By York Van Nixon III
Two decades before Steve Jobs transformed the concept of an apple into a computer, Anthony Burgess morphed another fruit into social dissonance when he published his magus opus “A Clockwork Orange.” Many other books during the 60s challenged the status quo and shed light particularly on American hypocrisy in politics.
One such book was “The Spook Who sat by the door,” by Sam Greenlee. His book opens with a white senator facing re-election who is looking for ways to garner the “Negro” vote. After he accuses the CIA of racial discrimination because they have no black officers, they hire their first African-American.

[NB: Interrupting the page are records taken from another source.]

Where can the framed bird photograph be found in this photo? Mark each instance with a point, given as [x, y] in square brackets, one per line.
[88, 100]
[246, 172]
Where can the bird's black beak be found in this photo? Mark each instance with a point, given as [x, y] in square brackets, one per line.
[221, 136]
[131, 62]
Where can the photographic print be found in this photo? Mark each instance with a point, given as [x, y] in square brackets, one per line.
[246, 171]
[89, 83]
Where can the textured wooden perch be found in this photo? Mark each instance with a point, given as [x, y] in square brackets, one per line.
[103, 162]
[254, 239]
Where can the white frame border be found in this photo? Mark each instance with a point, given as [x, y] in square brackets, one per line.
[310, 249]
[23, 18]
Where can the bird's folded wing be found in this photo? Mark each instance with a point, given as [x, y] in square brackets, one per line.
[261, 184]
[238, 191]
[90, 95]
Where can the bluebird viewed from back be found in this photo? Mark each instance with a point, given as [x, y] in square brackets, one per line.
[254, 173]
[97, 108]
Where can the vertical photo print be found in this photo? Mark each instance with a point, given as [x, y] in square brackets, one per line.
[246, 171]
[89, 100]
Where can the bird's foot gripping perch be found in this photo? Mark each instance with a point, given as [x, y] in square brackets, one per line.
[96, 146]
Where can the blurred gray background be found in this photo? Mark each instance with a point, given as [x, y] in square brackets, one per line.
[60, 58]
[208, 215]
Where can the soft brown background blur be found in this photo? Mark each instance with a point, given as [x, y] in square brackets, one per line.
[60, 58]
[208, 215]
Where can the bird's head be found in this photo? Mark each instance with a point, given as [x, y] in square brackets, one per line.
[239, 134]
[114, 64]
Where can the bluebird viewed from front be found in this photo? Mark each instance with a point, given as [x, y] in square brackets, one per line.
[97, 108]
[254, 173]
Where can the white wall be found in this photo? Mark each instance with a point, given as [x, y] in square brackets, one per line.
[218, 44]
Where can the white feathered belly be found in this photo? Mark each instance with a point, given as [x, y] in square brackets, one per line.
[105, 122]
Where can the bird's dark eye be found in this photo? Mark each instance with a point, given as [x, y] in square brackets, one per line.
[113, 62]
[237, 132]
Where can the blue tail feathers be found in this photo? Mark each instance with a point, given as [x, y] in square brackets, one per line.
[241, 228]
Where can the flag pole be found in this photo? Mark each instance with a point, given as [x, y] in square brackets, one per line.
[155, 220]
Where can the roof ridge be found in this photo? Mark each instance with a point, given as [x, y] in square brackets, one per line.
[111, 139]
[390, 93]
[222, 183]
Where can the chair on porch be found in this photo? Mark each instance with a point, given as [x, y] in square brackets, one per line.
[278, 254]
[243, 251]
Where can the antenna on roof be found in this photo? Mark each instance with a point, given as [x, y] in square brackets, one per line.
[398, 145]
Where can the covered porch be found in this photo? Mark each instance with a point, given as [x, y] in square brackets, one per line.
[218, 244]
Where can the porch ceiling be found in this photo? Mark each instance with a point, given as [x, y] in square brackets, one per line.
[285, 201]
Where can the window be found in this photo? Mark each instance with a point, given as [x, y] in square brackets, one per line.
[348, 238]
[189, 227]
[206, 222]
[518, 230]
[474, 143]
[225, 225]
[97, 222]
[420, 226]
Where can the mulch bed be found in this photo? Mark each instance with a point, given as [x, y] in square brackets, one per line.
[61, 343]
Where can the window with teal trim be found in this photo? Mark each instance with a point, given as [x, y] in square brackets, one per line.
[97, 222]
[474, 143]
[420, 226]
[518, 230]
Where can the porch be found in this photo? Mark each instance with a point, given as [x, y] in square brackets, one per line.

Dan Freeman, the new recruit of color, seems the perfect black man. He appears to be happy just to have a desk near the door, even though his function is nothing more than a window dressing for tacit diversity. Agent Freeman accepts the reality of his employment will last as long as he says and does what is expected of a “good boy.”
Later in the book, the CIA yes-man emerges as an undercover black revolutionary with his own agenda. He leaves his job and returns to Chicago with his new skills and understanding of the establishment.
The same transformation was hoped by many people of color after Clarence “Uncle” Thomas was sworn in as the second African-American to the Supreme Court. But Justice Thomas had no other agenda than to fit in. His record of ultra-conservatism since his appointment proves he knows how to keep his standing in the Republican Party: pretend his is not black.
GOP presidential hopeful Herman Cain appears to have done all the right things in his past. During an interview with MSNBC’s Lawrence O’Donnell, when asked what he did during the civil rights movement of the 60s, Mr. Cain said his father told him to “stay out of trouble” by moving to the back of the bus.
Mr. Cain tried to wiggle out by saying most freedom riders were college students and that he was in high school during the height of the movement. He lied. Herman Cain was a student during that time at Morehouse College, the same school Martin Luther King attended.
There is insufferable irony in Herman Cain seeking the seat of president in the Oval Office and his history of being satisfied with sitting in the back of bus. Perhaps he will realize that he was not staying in his place at the GOP convention in August, when he is given a seat in the rear of the hall.